Every four years at the conclusion of the summer Olympics, I ask myself, “What do the gymnasts do after they compete on one of the world’s biggest stages?” Last weekend I answered that question: Cirque Du Soleil.
Kooza, one of the subsets of the Cirque du Soleil umbrella, arrived in Denver Aug. 20 and is showing until Oct. 4 in a tent in the parking lot of the Pepsi Center in Denver.
Kooza, a Sanskrit word meaning “treasure,” premiered in Montreal, Quebec in 2007. “[It] tells the story of The Innocent, a melancholy loner in search of his place in the world,” according to CirqueDuSoleil.com.
Kooza is a brilliant melding of raw power, artistic beauty, visual mastery and death-defying acts. It leaves viewers speechless as they walk out of the tent, in awe of what the past two hours had in store.
The narrative is broken up by tremendous dance numbers, sections of comic relief and acrobatic acts that leave audience members with open mouths as they ask themselves if what they just saw was real.

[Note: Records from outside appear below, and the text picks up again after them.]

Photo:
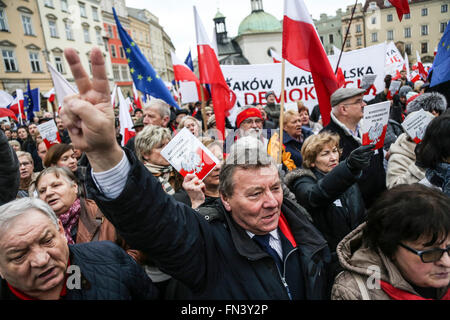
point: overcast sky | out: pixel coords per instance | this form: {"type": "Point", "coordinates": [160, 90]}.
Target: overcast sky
{"type": "Point", "coordinates": [177, 18]}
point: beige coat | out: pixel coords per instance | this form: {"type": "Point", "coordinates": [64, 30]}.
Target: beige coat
{"type": "Point", "coordinates": [357, 259]}
{"type": "Point", "coordinates": [401, 166]}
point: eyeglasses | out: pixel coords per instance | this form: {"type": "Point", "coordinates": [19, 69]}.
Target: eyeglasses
{"type": "Point", "coordinates": [427, 256]}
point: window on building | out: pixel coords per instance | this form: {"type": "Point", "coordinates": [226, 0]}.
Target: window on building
{"type": "Point", "coordinates": [408, 48]}
{"type": "Point", "coordinates": [374, 36]}
{"type": "Point", "coordinates": [424, 47]}
{"type": "Point", "coordinates": [27, 25]}
{"type": "Point", "coordinates": [390, 35]}
{"type": "Point", "coordinates": [86, 34]}
{"type": "Point", "coordinates": [68, 29]}
{"type": "Point", "coordinates": [82, 9]}
{"type": "Point", "coordinates": [59, 64]}
{"type": "Point", "coordinates": [116, 73]}
{"type": "Point", "coordinates": [124, 72]}
{"type": "Point", "coordinates": [98, 35]}
{"type": "Point", "coordinates": [424, 30]}
{"type": "Point", "coordinates": [52, 28]}
{"type": "Point", "coordinates": [64, 6]}
{"type": "Point", "coordinates": [110, 33]}
{"type": "Point", "coordinates": [34, 61]}
{"type": "Point", "coordinates": [95, 14]}
{"type": "Point", "coordinates": [9, 60]}
{"type": "Point", "coordinates": [3, 21]}
{"type": "Point", "coordinates": [407, 32]}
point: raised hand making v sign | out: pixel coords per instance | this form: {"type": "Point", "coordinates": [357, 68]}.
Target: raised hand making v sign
{"type": "Point", "coordinates": [89, 115]}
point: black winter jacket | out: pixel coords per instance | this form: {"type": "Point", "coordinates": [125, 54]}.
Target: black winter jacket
{"type": "Point", "coordinates": [333, 200]}
{"type": "Point", "coordinates": [9, 171]}
{"type": "Point", "coordinates": [215, 259]}
{"type": "Point", "coordinates": [107, 273]}
{"type": "Point", "coordinates": [373, 180]}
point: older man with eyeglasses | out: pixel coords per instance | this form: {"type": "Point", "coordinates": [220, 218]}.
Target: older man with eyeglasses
{"type": "Point", "coordinates": [347, 111]}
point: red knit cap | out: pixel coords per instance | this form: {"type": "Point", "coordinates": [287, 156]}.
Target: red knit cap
{"type": "Point", "coordinates": [248, 113]}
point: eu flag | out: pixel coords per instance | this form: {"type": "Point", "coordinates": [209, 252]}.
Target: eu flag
{"type": "Point", "coordinates": [144, 77]}
{"type": "Point", "coordinates": [188, 61]}
{"type": "Point", "coordinates": [441, 64]}
{"type": "Point", "coordinates": [32, 101]}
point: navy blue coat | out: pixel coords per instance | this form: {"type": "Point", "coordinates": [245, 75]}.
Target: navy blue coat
{"type": "Point", "coordinates": [216, 259]}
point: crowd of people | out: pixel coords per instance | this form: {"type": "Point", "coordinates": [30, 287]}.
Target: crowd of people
{"type": "Point", "coordinates": [332, 219]}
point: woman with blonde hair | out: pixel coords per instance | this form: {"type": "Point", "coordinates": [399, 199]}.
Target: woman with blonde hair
{"type": "Point", "coordinates": [328, 189]}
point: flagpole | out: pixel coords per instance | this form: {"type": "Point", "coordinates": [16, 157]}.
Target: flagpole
{"type": "Point", "coordinates": [205, 127]}
{"type": "Point", "coordinates": [345, 39]}
{"type": "Point", "coordinates": [280, 151]}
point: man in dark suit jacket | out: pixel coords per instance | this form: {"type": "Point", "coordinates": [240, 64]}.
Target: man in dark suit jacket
{"type": "Point", "coordinates": [347, 111]}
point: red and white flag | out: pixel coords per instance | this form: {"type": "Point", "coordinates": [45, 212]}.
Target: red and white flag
{"type": "Point", "coordinates": [126, 124]}
{"type": "Point", "coordinates": [210, 73]}
{"type": "Point", "coordinates": [275, 56]}
{"type": "Point", "coordinates": [402, 7]}
{"type": "Point", "coordinates": [422, 72]}
{"type": "Point", "coordinates": [303, 48]}
{"type": "Point", "coordinates": [136, 98]}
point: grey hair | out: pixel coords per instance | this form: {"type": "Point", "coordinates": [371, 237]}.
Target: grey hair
{"type": "Point", "coordinates": [17, 207]}
{"type": "Point", "coordinates": [161, 105]}
{"type": "Point", "coordinates": [150, 137]}
{"type": "Point", "coordinates": [246, 153]}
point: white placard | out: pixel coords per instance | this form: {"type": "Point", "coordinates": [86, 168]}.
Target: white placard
{"type": "Point", "coordinates": [374, 123]}
{"type": "Point", "coordinates": [188, 155]}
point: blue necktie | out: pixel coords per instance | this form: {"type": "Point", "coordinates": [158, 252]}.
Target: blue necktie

There are very few wires used in Kooza, at least until the acrobats are high enough off the ground where the price of falling would be more than a few broken bones or a sprained wrist.
Kooza features circus staples such as contortionists, trapeze artists and jugglers as well as such unorthodox acrobatic acts such as the “Wheel of Death.” This is where two men run around the inside and outside of a metal contraption shaped like the number eight as it rotates clockwise over the stage.
Other acrobatic acts include a man balancing horizontally on eight chairs stacked vertically, a semi-tango act involving a man, a woman and a unicycle and finally a series of flips, twists and turns performed by a group of men and women using momentum and a see-saw to propel each other onto and over one another.
In addition to beautiful costumes and an incredible yet minimal set design, the music, which is performed live on stage behind the action, is a phenomenal feat in composition. Composed by Jean-François Coté, the music fits well with each segment of Kooza, ranging from South Asian-inspired melodies to 1970s funk rhythms.
Directed by David Shiner, Kooza runs for about two hours with a 30-minute intermission. Tickets range from $60 to $130 for adults and $42 to $91 for children ages two to 12.